More than 70 per cent of the planet is covered by water but only 3 per cent is drinkable and 2 per cent of that is contained in glaciers that are fast disappearing, threatening the entire region's economic growth and development, according to numerous international studies.
In the September issue of Nature magazine, a study claimed that 80 per cent of the glaciers in western China were in retreat and that 27 per cent of the country's glaciers were expected to disappear by 2050.
Not only will this impact on China but the region as a whole as 60 per cent of the water run-off feeds major river systems that run through India, Pakistan and South East Asia, and in particular the Mekong, which flows through Thailand, Laos, Cambodia and Vietnam.
Asia's rapid industrial growth over the past 30 years, led mainly by China and India, has resulted in a huge population shift from rural centres.
Population growth, rapid urbanisation and competing demands from agriculture, energy and industry have left water stocks in many Asian countries in a critical state, a major international conference on water security, held at the Asian Development Bank's (ADB) headquarters in the Philippines, was told recently.
With water way down on most Asian nations' list of infrastructure priorities the impact on economic growth could be catastrophic.

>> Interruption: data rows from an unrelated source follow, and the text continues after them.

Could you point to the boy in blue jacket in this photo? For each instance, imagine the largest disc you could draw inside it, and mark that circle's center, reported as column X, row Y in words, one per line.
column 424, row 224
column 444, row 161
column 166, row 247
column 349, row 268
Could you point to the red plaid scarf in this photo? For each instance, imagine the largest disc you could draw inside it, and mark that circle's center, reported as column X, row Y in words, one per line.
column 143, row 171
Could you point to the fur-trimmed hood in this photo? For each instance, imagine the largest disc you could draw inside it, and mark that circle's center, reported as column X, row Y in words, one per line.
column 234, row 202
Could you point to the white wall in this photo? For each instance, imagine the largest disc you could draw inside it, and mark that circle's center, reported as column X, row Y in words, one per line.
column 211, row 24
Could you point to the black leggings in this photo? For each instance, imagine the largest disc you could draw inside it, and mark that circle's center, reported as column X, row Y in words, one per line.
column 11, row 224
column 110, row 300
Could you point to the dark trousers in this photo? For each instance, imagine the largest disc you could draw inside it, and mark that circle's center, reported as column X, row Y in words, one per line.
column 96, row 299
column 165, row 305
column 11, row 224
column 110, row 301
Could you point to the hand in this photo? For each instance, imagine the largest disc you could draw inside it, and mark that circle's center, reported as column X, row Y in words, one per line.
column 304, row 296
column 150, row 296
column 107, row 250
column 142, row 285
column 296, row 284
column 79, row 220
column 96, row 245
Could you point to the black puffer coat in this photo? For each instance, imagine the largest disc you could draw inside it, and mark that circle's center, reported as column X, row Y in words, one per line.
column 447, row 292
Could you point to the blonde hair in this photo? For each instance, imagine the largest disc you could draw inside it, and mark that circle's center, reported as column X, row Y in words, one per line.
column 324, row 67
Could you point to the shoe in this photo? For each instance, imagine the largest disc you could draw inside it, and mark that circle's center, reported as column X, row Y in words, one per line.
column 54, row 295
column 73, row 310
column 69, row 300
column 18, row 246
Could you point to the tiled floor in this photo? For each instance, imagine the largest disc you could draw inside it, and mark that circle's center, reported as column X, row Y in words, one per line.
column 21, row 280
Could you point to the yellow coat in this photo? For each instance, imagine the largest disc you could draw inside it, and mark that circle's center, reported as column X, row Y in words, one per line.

"Asia's water world has gone past its tipping point," Arjun Thapan, the ADB's adviser on infrastructure and water, told the conference of more than 600 delegates from 53 countries.
He said the challenge now was how to try to reverse the decline in freshwater availability without impacting on economic growth.
China and India were experiencing an alarming drop in water supplies, he told the delegates.
"The onset of climate change, with increasing instances of extreme weather events, is already impacting Asia's freshwater resources," he said.
"Asia needs to aggressively adopt measures that dramatically improve water use efficiencies and safeguard the region's food and energy security."
Mr Thapan said little had been done to improve water efficiency in the region over the past two decades.
"Treated water lost in urban centres is worth about US$10 billion (Dh36.72bn) annually. Up to 90 per cent of our waste water is let go without treatment of any sort. Not even 1 per cent is reused," he told the conference.
"Groundwater resources have been widely abused. Surface water pollution is almost endemic. Climate change is ensuring that uncertainty occupies centre stage in our lives. It is, indeed, a grim picture - and one not likely to get much better unless we radically alter our ways of managing our accessible freshwater resources. Our choices are, in fact, very limited."
China and India, home to more than a third of the world's population, is expected to have significant water shortages over the next 20 years. According to ADB estimates, India will have a shortfall of 50 per cent by 2030 and China 25 per cent.
By 2050, the world's population is expected to increase by 2.5 billion from 6.6 billion today, with Asia contributing 1.5 billion.
"Although both nations (China and India) are seeking to become the superpowers of the 21st century, their weak point is water," Yoichi Funabashi, the Japanese foreign affairs commentator and editor in chief of the Asahi Shimbun, said recently.
"Oil can ultimately be replaced by other resources but the same cannot be said for water. If the 20th century witnessed the rise and fall of nations over oil, the 21st century could be one in which the rise and fall of nations is determined by water."